Let us try some other ggplot2 features in R builtin data mtcars

ggplot(mpg, aes(x = displ, y = hwy)) +
geom_point()

The figure above shows scatterplot betweenhwyanddisplvariables of mtcars data from figure we can see as the values ofhwyincreases, values ofdisplvariable slightly decreases.

Let’s add geam_smooth(): What will happen?

ggplot(mpg, aes(displ, hwy)) + geom_point() + geom_smooth()

## `geom_smooth()` using method = 'loess' and formula 'y ~ x'

We see there is smooth line appearing on the middle of the data points.

Adding “wiggliness” in the smoothing plot

ggplot(mpg, aes(displ, hwy)) + geom_point() + geom_smooth(span = 0.2) 

## `geom_smooth()` using method = 'loess' and formula 'y ~ x'

What changes can we see in above graph and previous graph. Let us again check by keeping span = 1.

ggplot(mpg, aes(displ, hwy)) + geom_point()+ geom_smooth(span = 1)

## `geom_smooth()` using method = 'loess' and formula 'y ~ x'

We can make sense that, by default ggplot kept value of span 1. If we set method= lm inside geom_smooth() we can find stright smooth line. Let us try.
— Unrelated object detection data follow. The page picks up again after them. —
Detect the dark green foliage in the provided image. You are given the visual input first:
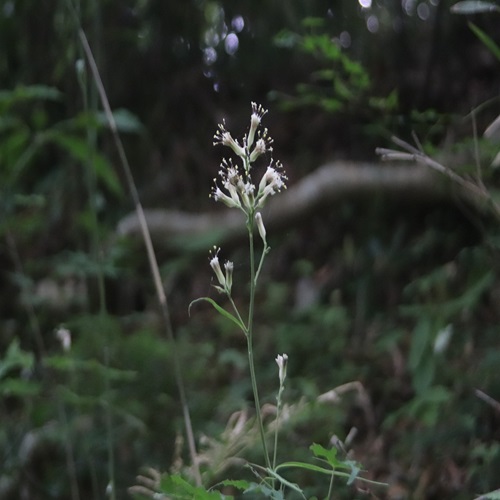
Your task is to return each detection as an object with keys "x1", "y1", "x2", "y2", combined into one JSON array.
[{"x1": 0, "y1": 0, "x2": 500, "y2": 500}]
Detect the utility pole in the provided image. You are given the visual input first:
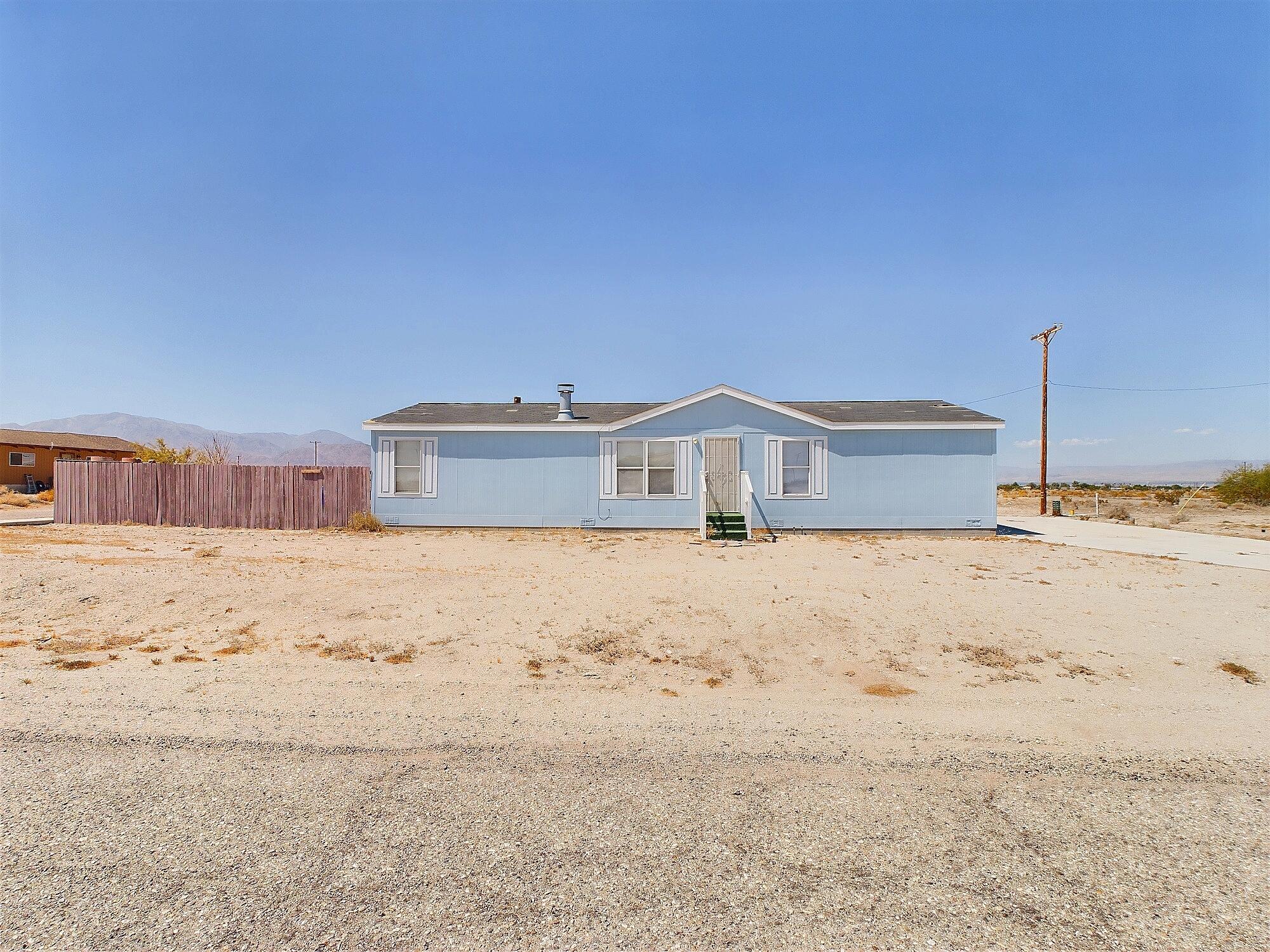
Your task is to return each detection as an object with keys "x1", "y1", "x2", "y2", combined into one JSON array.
[{"x1": 1031, "y1": 324, "x2": 1063, "y2": 515}]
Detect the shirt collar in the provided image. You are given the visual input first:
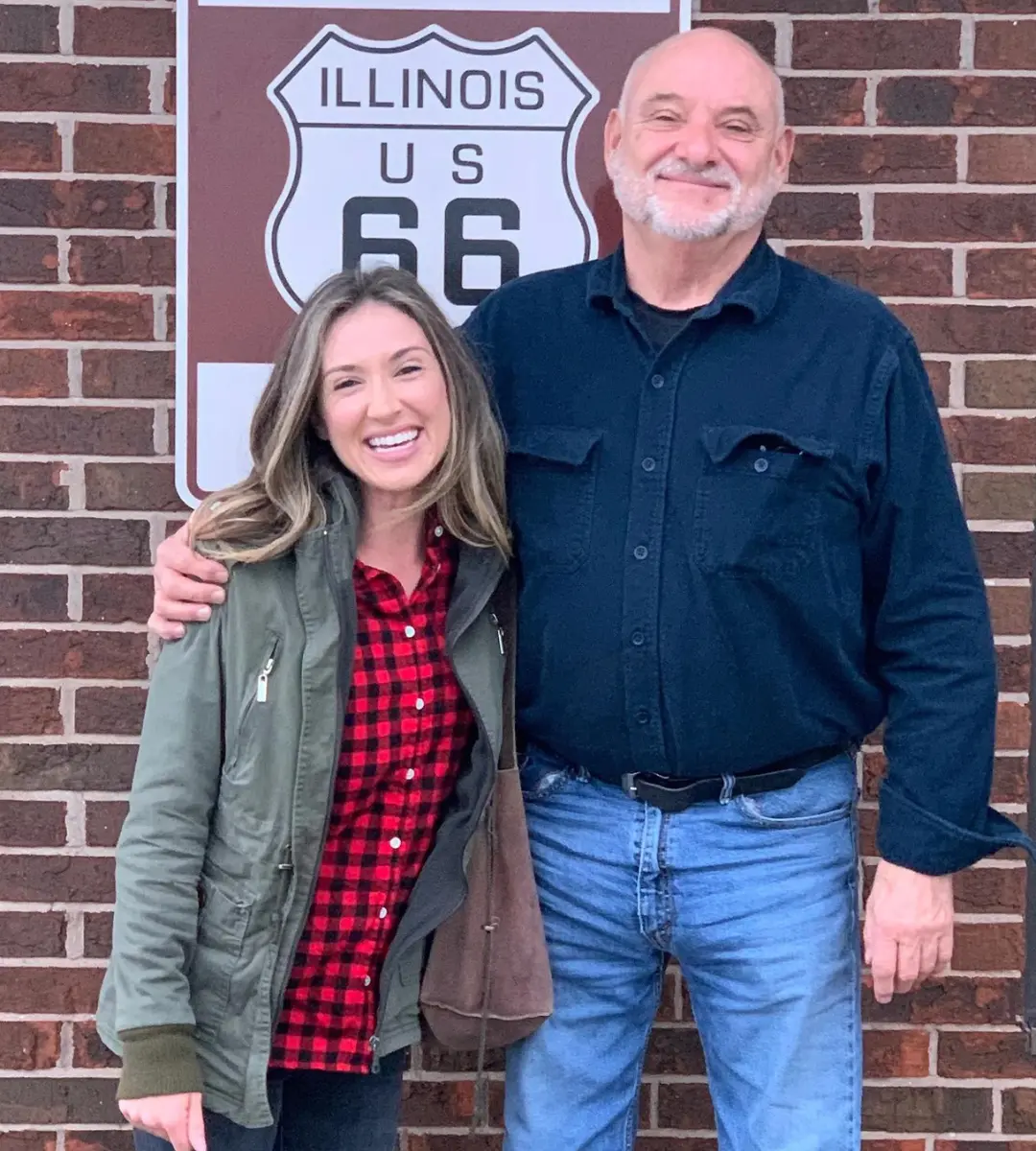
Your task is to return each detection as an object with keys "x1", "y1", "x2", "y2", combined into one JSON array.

ggplot(mpg, aes(displ, hwy)) + geom_point() + geom_smooth(method = lm) 

## `geom_smooth()` using formula 'y ~ x'

Let Modify our code little,

ggplot(mpg, aes(displ, hwy)) + geom_point() + geom_smooth(method = lm, se= FALSE) 

## `geom_smooth()` using formula 'y ~ x'

By se= FALSE we added a smooth line.

Fixed color

ggplot(mpg, aes(displ,hwy)) + geom_point(color = 'red')

Changing color by variable attributes

Lets change our color based on class.

ggplot(mpg, aes(displ, hwy, colour = class)) + 
geom_point()

Here we gave colors according to variable’s name.

Getting multiple scatterplot of attributes

We can get multiple scatterplot by using facet_wrap() function.

ggplot(mpg, aes(displ, hwy)) + geom_point() + 
facet_wrap(~class)

In above figure, we found distribution of various variables along with displ and hwy variables.

Histogram

ggplot(mpg, aes(hwy)) + geom_histogram()

## `stat_bin()` using `bins = 30`. Pick better value with `binwidth`.

hwy variable bins automatically.

Changing bin size of the histogram

ggplot(mpg, aes(hwy)) + geom_histogram(binwidth = 2.5)

Frequency polygon

A frequency polygon is a line graph of class frequency plotted against class midpoint. It can be obtained by joining the midpoints of the top of the rectangles in the histogram.

ggplot(mpg, aes(hwy)) + geom_freqpoly()

## `stat_bin()` using `bins = 30`. Pick better value with `binwidth`.

Change Bin size of frequency Polygon

ggplot(mpg, aes(hwy)) + geom_freqpoly(binwidth= 1)

We can see the effect of binwidth from figure by comparing above figure with previous one.

Histogram with faceting:

We have already discussed about what a facet does in scatter plot. Similarly, in histogram it gives multiple subplots.

ggplot(mpg, aes(displ, fill = drv)) + geom_histogram(binwidth = 0.5) + 
facet_wrap(~drv, ncol = 1)

Bar plot

ggplot(mpg, aes(manufacturer)) + geom_bar()

We can draw bar plot in geom_bar() function. From bar plot we can see dodge and toyotao has maximum frequency.

Let’s Use alpha inside geom_point()

ggplot(mpg, aes(cty, hwy)) + geom_point(alpha = 1 / 3)

Alpha refers to the opacity of a geom. Values of alpha range from 0 to 1, with lower values corresponding to more transparent colors.

Modifying the axes

ggplot(mpg, aes(cty, hwy)) +geom_point(alpha = 1 / 3) + xlab("city driving (mpg)") + 
ylab("highway driving (mpg)")

ggplot(mpg, aes(cty, hwy)) + geom_point(alpha = 1 / 3) + xlab(NULL) + 
 ylab(NULL)

Thats all for this part, thank you so much for reading.